I think I can shed some light on some of the questions
Weblogic uses a default Cipher suite based on the type of Security you are using(JSSE or not) and this varies from version to version. For example 10.3.0 will use a completely different suite than that of 10.3.6. You would need to look that up based on your version. To see that, please try enabling SSL debug on the console and it should tell you the details of every connection.
I would suggest using apache as a web front end end setting the cipher suite in that. You will see the simplicity in that and as an added bonus, you can set it to @STRENGTH which will try the handshake from the strongest to the weakest algorithm.
So if you setup an apache httpd server in front and force the restrictions there, you will not need to mess with weblogic and will not need to worry to upgrade java and weblogic quarterly when there are security updates or critical updates.
Addition:
Security patching for weblogic does not end with weblogic alone but has to be done with java as well. But for apache, you would not always need to update apache, just the openssl and openssl mod that it depends on. This process makes it very very simple to security patch.
Apache has a bunch of configuration options you could use to limit Ciphers.
SSLProtocol: Lets you manually specify Ciphers or remove them.
SSLCipherSuite: Lets you choose the Cipher Suite you want to allow. Also has the option to let you say +HIGH +MEDIUM +LOW for high-low strength cipher suite as defined by openssl. You can also say @STRENGTH and the client will connect to the server with the strongest cipher-protocol combination that it can perform a handshake with.

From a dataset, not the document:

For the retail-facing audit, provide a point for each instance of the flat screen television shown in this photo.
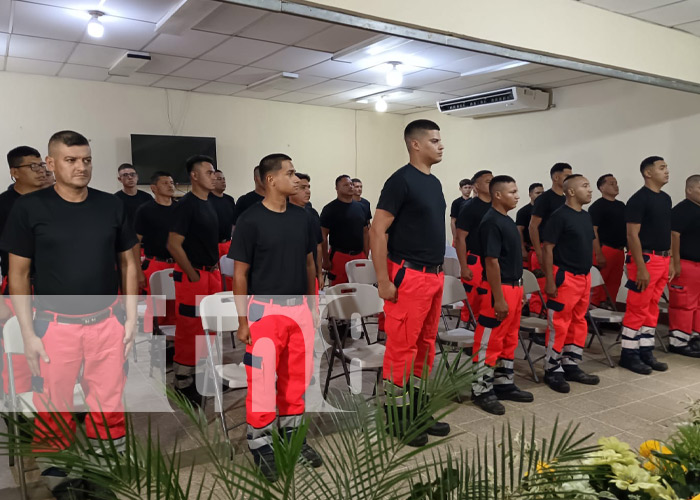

The crème de la crème is the logging options available to you for SSL and any other general purpose requirements that you would want to use to troubleshoot.
More on those here:
https://www.openssl.org/docs/manmaster/apps/ciphers.html
http://httpd.apache.org/docs/2.4/ssl/ssl_howto.html
Note: OpenSSL and apache are widely supported and tested by experts and is kind of the unwritten standard to have it(http server) as the internet facing application rather than any java based application.